Il primo sciopero dei lavoratori dal 2008 inizierà a mezzanotte del 13 settembre. Il signor Holden non ha specificato la durata dello sciopero, ma ha affermato che il sindacato tornerà al tavolo delle trattative il prima possibile.
In risposta alle informazioni, Boeing ha dichiarato: "Restiamo impegnati a ristabilire i rapporti con i nostri dipendenti e i sindacati e siamo pronti a tornare al tavolo delle trattative per raggiungere un nuovo accordo". Prima del voto sindacale, Boeing aveva anche esortato i lavoratori ad accettare l'accordo preliminare e ad evitare lo sciopero.
Lo sciopero metterà sotto pressione il produttore di aerei affinché offra condizioni più favorevoli e rappresenterà un nuovo colpo per Boeing, impegnata a migliorare la qualità dopo gli scandali che hanno coinvolto il suo processo produttivo.
Il nuovo CEO di Boeing, Kelly Ortberg, ha dichiarato prima del voto sindacale che uno sciopero avrebbe compromesso la ripresa complessiva dell'azienda, minato ulteriormente la fiducia dei clienti e ridotto le prospettive future della società.

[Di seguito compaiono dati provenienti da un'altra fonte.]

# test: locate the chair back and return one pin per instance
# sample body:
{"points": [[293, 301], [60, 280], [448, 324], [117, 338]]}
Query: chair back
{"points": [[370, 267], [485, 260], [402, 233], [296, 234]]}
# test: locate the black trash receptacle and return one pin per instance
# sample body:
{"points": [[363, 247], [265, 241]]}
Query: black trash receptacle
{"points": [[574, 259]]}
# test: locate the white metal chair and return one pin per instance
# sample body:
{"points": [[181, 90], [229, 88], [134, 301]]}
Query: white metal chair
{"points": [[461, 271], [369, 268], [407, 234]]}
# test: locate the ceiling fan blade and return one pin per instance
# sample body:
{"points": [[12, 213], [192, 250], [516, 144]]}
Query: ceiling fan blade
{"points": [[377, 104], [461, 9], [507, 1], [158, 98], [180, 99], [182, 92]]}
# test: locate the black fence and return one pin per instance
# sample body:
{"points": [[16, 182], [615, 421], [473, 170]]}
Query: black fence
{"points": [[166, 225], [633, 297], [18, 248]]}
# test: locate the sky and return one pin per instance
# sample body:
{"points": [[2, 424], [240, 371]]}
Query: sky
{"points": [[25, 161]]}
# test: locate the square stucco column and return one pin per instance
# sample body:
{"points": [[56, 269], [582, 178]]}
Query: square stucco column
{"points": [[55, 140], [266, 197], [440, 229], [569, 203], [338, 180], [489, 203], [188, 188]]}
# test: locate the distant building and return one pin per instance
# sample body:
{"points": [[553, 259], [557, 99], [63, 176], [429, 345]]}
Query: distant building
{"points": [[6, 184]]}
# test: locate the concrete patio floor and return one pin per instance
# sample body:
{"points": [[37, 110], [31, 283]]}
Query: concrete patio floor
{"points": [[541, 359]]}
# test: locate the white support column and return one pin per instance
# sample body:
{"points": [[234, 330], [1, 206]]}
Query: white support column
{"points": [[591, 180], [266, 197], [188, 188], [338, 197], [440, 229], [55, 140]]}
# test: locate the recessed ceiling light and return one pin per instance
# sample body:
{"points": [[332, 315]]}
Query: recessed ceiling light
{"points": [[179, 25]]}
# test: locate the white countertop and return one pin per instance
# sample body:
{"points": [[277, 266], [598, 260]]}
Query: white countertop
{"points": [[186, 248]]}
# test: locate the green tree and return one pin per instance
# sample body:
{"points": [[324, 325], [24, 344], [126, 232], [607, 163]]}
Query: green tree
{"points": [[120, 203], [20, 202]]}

Secondo Reuters, uno sciopero prolungato non solo avrebbe ripercussioni sulla situazione finanziaria di Boeing, ma anche sulle compagnie aeree che dipendono dalla flotta di aerei Boeing, nonché sui fornitori che producono parti e componenti per i velivoli dell'azienda.
L'ultimo sciopero dei lavoratori della Boeing, nel 2008, ha costretto la fabbrica a chiudere per 52 giorni, causando una perdita di fatturato stimata in 100 milioni di dollari al giorno.